Il 15 maggio 1886 moriva Emily Dickinson, una delle poetesse più apprezzate del XIX secolo. Nata nel 1830 a Amherst, Massachusetts, da una famiglia borghese, ricca, di tradizioni puritane, manifesta -sin dalla fanciullezza- un carattere contraddittorio e complesso. Amherst è una cittadina bostoniana, che abbiamo conosciuto e apprezzato. Il college che ci ha ospitato è estremamente gradevole.
Dunque dette i natali ad Emily, spirito ribelle, o libero, perciò ostile ai prevalenti e famigliari insegnamenti puritani. Il padre, noto avvocato, la costringe a lasciare la scuola superiore dopo appena un anno, preoccupato del potere deleterio della conoscenza sulla figlia.

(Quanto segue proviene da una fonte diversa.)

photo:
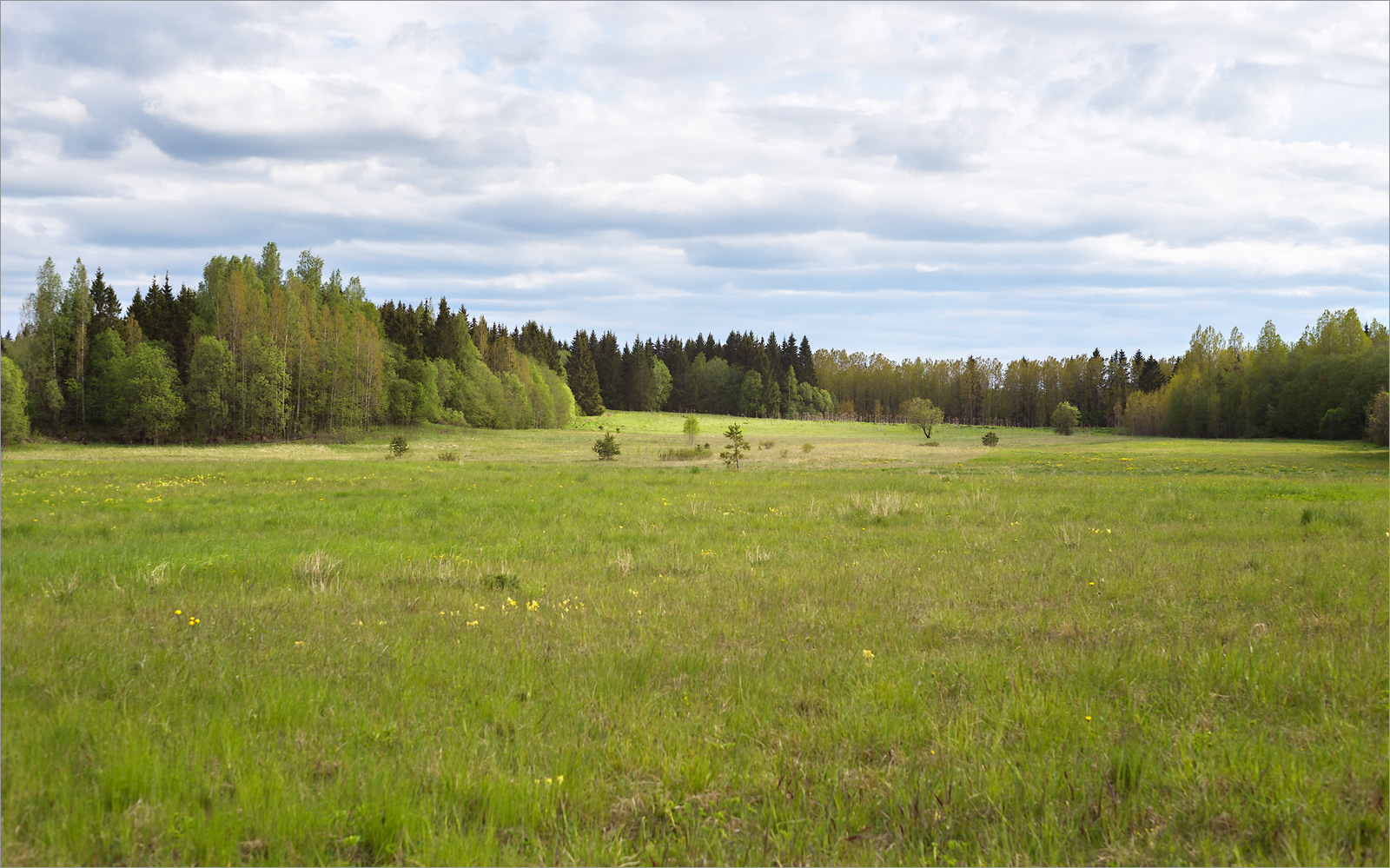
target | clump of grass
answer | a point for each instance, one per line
(877, 505)
(1339, 516)
(625, 562)
(500, 582)
(685, 453)
(157, 576)
(57, 590)
(319, 571)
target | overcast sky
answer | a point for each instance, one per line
(915, 180)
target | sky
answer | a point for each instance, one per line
(917, 180)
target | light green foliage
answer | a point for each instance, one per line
(1378, 416)
(14, 414)
(791, 664)
(212, 376)
(737, 446)
(606, 447)
(922, 414)
(751, 395)
(1065, 418)
(266, 390)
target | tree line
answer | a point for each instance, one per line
(1320, 386)
(259, 351)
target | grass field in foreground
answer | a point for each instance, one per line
(1062, 650)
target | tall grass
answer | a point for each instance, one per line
(1060, 650)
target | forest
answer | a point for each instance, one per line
(259, 351)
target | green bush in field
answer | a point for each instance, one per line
(606, 447)
(923, 414)
(1378, 419)
(737, 446)
(1065, 418)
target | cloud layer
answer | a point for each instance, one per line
(917, 180)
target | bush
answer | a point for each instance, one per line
(606, 447)
(737, 446)
(1065, 418)
(1378, 419)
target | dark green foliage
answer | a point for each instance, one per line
(14, 414)
(584, 379)
(751, 395)
(150, 394)
(606, 447)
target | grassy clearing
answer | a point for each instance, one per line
(1060, 650)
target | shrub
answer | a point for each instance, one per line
(737, 446)
(606, 447)
(1065, 418)
(1378, 419)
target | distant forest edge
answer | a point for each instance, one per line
(263, 352)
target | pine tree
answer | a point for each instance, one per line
(584, 380)
(106, 308)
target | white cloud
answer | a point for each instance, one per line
(843, 171)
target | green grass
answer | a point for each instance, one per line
(1060, 650)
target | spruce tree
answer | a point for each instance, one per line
(584, 379)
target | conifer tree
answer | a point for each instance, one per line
(584, 380)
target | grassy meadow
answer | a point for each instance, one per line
(857, 650)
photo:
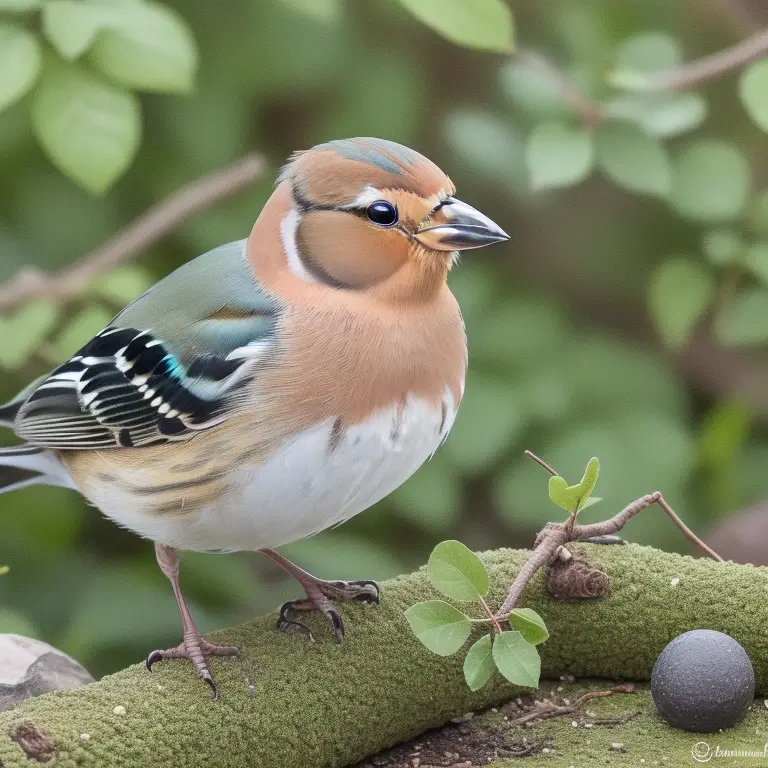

Emily lascia comunque volentieri il seminario femminile di Mount Holyoke, non senza aver dato scandalo nel non dichiararsi pubblicamente cristiana. Continuerà i suoi studi da autodidatta; l’attività preferita è la scrittura, anche solo lettere amichevoli, indizio di un sintomo, avvisaglia della poesia.
Trascorrerà una vita solitaria e appartata: reclusa volontaria nella sua semplice camera, si dedicherà con passione al poetare. Si nasconde nel paesello, dove nasce e muore. Nella sua stanza, con lei si nascondono anche le poesie, la sua vena, il talento naturale. Una vera reclusione che non tradirà neppure alla morte degli amati genitori.